The main problem with selling naked options is that one's broker — assuming you pass the suitability tests and have enough equity in your account — wants collateral of 20% of the value of a stock or 15% of the value of an index in order to allow you to sell a naked option. With OEX at 475, this is a requirement of $7125 to write the 475 call or put naked (15 times $475). However, the requirement for a credit spread is only the difference in the strikes, less any credit received; thus the spreads in the previous example would require less than $1000 apiece to establish — quite a savings over the $7125 for a naked option.

Of course, the profitability of the sale of an option is reduced by buying the other option that creates the credit spread. This is a negative to some traders, but after the crash of 1987, when many naked put sellers were carried out on their shields, the limited risk nature of the credit spread caused it to gain tremendously in popularity.

Do Credit Spreads Really Win 90% of the Time?

I have seen proponents of the credit spread advise establishing the spread with extremely far out-of-the-money options, so that there is a very large chance of making money.
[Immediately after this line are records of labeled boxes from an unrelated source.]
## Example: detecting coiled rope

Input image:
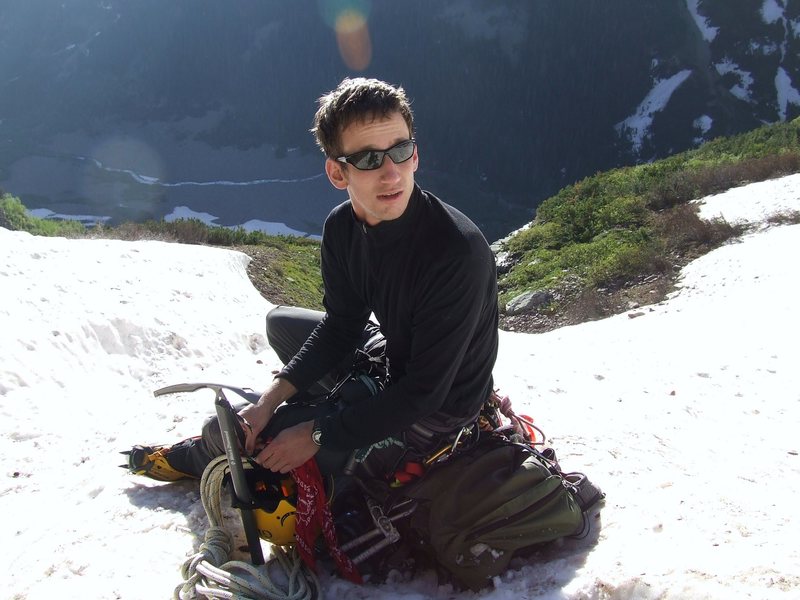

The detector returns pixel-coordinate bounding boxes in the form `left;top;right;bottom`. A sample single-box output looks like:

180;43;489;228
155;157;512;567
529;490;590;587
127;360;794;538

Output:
173;455;320;600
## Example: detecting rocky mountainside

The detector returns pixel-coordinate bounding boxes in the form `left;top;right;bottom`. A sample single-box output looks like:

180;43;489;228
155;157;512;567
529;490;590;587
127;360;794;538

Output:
0;0;800;240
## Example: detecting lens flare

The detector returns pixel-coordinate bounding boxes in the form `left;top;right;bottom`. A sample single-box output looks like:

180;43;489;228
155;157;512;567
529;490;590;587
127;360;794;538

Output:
334;10;372;71
319;0;372;71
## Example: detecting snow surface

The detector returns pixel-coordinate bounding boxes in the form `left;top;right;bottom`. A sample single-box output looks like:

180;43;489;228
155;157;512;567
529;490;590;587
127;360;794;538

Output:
614;69;692;152
0;175;800;600
686;0;719;42
714;58;760;102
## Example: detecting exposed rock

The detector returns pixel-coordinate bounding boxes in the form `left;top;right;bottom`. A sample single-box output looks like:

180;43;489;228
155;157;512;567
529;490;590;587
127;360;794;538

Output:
506;290;553;316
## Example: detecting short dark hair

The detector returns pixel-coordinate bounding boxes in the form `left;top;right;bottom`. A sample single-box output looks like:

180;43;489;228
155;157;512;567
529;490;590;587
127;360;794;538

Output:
311;77;414;158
For example, with OEX at 475 at the beginning of April, they might recommend the April 450-460 put spread for a 1/2 credit ($50). The probability of OEX falling 15 points in two weeks is small. Therefore, they reason, there is a good chance of making money. In fact, this type of spread has been very consistently profitable for nearly 5 years — the length of the current bull market.

But what's the risk of the spread? It's that OEX could fall to 450 or lower, thereby causing a loss of $950. So you're risking $950 to make $50, but the probability of making the $50 is far greater than that of losing the $950. Let's just say that there's a 95% chance that the options will expire worthless, and a 5% chance that the maximum loss is realized. These are not the true mathematical numbers — and we haven't allowed for any possibility of OEX being between 450 and 460 at expiration — but they will suffice for this simple example. So we have a 95% chance of making $50, which means our expected gain is $47.50 ($50 × 0.95), and a 5% chance of losing $950 — a $47.50 loss! Therefore, our expected result is that we would make nothing and lose our commissions if we operated the strategy long enough.
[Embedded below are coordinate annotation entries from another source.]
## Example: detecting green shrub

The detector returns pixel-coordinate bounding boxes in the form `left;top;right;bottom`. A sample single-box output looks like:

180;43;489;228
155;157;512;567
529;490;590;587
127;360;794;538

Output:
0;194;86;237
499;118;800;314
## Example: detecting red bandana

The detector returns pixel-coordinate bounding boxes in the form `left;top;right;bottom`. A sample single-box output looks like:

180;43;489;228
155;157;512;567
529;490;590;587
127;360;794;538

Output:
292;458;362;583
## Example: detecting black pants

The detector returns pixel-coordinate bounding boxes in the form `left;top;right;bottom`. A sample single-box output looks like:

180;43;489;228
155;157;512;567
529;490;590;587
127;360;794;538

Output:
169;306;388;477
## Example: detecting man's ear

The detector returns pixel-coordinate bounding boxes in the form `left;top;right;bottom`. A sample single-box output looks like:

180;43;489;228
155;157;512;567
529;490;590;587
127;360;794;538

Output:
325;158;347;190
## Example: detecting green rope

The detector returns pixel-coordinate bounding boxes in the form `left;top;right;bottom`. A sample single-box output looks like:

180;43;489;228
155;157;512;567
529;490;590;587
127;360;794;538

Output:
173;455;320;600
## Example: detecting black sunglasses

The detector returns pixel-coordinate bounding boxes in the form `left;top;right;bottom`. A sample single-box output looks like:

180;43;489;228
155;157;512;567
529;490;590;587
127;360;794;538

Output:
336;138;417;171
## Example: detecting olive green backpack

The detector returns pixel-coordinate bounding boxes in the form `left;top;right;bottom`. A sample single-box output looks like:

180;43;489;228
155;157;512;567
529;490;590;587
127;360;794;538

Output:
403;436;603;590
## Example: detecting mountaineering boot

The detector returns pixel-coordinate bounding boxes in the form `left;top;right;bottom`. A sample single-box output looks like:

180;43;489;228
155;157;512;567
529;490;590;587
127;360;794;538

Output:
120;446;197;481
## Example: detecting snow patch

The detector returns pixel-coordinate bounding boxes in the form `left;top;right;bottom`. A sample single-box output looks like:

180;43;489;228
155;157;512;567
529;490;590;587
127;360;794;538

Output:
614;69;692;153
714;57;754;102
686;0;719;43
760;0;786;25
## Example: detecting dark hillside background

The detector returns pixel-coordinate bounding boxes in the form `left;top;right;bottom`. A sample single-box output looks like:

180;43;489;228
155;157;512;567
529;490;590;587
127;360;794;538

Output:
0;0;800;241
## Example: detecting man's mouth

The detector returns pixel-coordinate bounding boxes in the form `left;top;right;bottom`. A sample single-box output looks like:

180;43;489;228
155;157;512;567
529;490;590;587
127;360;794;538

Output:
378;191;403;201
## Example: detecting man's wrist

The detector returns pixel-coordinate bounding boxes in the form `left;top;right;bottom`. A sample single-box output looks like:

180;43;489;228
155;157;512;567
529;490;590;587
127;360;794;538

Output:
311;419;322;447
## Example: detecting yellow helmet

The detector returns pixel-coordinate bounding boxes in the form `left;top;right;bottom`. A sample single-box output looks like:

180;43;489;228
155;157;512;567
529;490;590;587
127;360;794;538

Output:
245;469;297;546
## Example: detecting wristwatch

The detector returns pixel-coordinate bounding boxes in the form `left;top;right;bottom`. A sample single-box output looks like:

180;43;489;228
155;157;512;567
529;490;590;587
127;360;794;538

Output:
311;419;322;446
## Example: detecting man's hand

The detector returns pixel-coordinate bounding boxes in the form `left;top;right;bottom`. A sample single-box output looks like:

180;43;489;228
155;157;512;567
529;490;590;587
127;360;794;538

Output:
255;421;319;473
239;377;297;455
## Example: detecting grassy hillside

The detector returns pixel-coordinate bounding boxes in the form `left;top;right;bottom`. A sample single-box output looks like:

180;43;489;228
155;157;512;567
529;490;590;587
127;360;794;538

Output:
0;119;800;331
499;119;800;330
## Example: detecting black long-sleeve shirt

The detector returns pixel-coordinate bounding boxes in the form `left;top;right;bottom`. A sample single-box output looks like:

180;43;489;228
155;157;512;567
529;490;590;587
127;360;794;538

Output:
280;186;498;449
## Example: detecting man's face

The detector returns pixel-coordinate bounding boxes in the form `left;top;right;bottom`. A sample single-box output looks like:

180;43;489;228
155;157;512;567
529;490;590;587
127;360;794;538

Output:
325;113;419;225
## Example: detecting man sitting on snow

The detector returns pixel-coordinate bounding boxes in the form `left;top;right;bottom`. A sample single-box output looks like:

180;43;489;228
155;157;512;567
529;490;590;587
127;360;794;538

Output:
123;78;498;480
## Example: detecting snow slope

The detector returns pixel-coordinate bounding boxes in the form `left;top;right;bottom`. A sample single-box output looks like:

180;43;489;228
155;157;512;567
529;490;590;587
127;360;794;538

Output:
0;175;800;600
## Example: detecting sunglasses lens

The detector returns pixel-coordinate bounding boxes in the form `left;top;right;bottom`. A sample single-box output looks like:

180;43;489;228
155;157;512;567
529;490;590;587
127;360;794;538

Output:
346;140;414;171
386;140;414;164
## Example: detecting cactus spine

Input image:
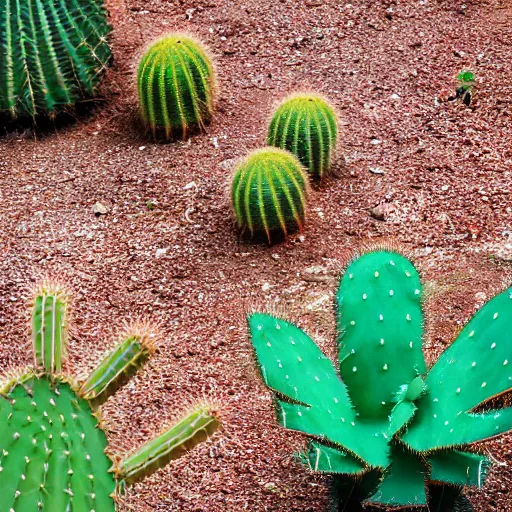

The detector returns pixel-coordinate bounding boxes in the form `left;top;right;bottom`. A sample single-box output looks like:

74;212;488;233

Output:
137;34;216;139
267;94;338;179
248;250;512;510
0;0;111;118
231;147;309;243
0;285;220;512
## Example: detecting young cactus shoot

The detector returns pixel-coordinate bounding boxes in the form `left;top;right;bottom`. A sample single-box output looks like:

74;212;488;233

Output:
0;285;220;512
137;34;216;140
248;250;512;511
267;94;338;179
231;147;309;243
0;0;111;119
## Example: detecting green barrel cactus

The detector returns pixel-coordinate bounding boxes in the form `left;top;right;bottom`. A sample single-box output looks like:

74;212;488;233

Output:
0;0;111;118
231;147;309;243
137;34;216;139
248;250;512;510
0;286;219;512
267;94;338;179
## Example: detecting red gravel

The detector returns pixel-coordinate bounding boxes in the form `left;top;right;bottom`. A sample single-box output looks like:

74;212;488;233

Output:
0;0;512;512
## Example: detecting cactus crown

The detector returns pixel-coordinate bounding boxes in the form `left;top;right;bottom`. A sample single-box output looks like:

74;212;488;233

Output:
0;285;219;512
231;147;309;243
137;34;216;139
248;250;512;508
0;0;111;118
267;94;338;179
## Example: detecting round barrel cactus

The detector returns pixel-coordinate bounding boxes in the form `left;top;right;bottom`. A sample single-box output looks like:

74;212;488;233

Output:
267;94;338;179
231;147;309;243
0;285;220;512
0;0;111;118
137;34;216;139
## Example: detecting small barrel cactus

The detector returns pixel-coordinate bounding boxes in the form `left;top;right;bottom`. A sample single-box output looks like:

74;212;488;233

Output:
137;34;216;139
267;94;338;179
248;250;512;511
231;147;309;243
0;285;219;512
0;0;111;118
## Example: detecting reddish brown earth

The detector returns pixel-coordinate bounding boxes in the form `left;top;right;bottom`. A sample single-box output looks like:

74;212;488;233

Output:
0;0;512;512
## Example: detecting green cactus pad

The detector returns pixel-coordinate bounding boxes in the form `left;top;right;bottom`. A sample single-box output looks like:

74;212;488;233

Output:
365;447;427;508
231;148;308;243
298;440;367;475
0;376;115;512
403;288;512;451
137;34;215;139
336;251;426;417
267;94;338;178
428;451;491;489
119;407;220;484
0;0;111;118
32;286;68;373
80;333;154;405
248;313;412;468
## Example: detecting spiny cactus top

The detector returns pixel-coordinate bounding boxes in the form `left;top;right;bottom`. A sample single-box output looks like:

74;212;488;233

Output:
267;94;338;179
249;250;512;510
137;34;216;139
0;286;219;512
0;0;111;118
231;147;309;243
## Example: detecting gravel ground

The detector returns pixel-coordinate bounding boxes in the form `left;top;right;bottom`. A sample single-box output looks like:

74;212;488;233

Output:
0;0;512;512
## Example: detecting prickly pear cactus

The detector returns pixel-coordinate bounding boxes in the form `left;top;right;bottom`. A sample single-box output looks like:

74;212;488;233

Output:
267;94;338;179
0;286;219;512
248;250;512;511
231;147;309;243
137;34;216;139
0;0;111;118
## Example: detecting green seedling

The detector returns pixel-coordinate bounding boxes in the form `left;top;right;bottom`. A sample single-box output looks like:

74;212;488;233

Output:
248;250;512;510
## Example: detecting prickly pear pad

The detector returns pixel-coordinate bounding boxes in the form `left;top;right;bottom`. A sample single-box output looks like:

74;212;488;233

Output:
336;251;426;417
0;376;115;512
403;288;512;451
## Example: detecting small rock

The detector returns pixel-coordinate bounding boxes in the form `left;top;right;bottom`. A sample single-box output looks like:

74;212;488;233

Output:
92;201;108;217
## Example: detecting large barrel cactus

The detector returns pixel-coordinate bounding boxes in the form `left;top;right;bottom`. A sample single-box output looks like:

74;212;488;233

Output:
137;34;216;139
0;286;219;512
267;93;338;179
0;0;111;118
249;250;512;511
231;147;309;243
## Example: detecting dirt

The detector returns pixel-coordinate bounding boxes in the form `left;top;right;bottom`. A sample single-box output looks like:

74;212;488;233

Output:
0;0;512;512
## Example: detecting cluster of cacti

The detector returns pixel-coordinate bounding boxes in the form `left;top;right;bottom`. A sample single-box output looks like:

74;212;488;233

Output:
0;286;219;512
0;0;111;118
267;94;338;179
137;34;215;139
231;147;309;243
248;250;512;510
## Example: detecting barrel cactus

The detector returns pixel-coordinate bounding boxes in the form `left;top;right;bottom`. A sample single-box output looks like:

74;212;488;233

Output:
0;285;219;512
267;94;338;179
248;250;512;510
0;0;111;118
137;34;216;139
231;147;309;243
Proponents of the strategy usually counter by saying that they would never the let the spread lose its maximum amount — that they would close it out if OEX fell to some predetermined level, usually before either option gets to be an in-the-money option. This tactic means that you might only lose a point or less on the spread if you had to buy it back prematurely.

Mathematics would then tell us that you have greatly reduced the probability of both options expiring worthless, because there is a much greater chance that OEX could fall to 460 at any time before expiration, than there is that it would be below 450 at expiration. So now, maybe there's a 70% chance of making $50, and a 30% chance of losing $100 — again, not much better than an even money proposition after commissions are included.

Why does the math seem to belie actual fact? The math says "don't waste your time with these spreads", while in actual fact, they have been very profitable. For one thing, the math is assuming a random market and we have been in a mostly bullish market for the past several years. However, this doesn't mean the math is wrong. If one were to flip a coin 100 times and got 90 heads, would you say that the probability of getting heads on the next toss was greater than 50%? You might, but you would be wrong — it's still 50%.

Moreover, if there is a volatility skew — as exists in OEX options — certain credit spreads may be more attractive than normal. With out-of-the-money OEX calls being relatively cheaper than their at-the-money counterparts, then a credit spread in OEX call options currently has a built-in extra advantage. Of course, the volatility skew has had this same shape in OEX for 8 years now, so that "edge" has existed all of that time. The "edge" has been tempered, of course, by the fact that the market keeps going up, which means it's working against the credit call spread. The bottom line is that credit spreads, like any strategy, are applicable in certain places and not in others. As we often say, you can't blindly follow one strategy all of the time.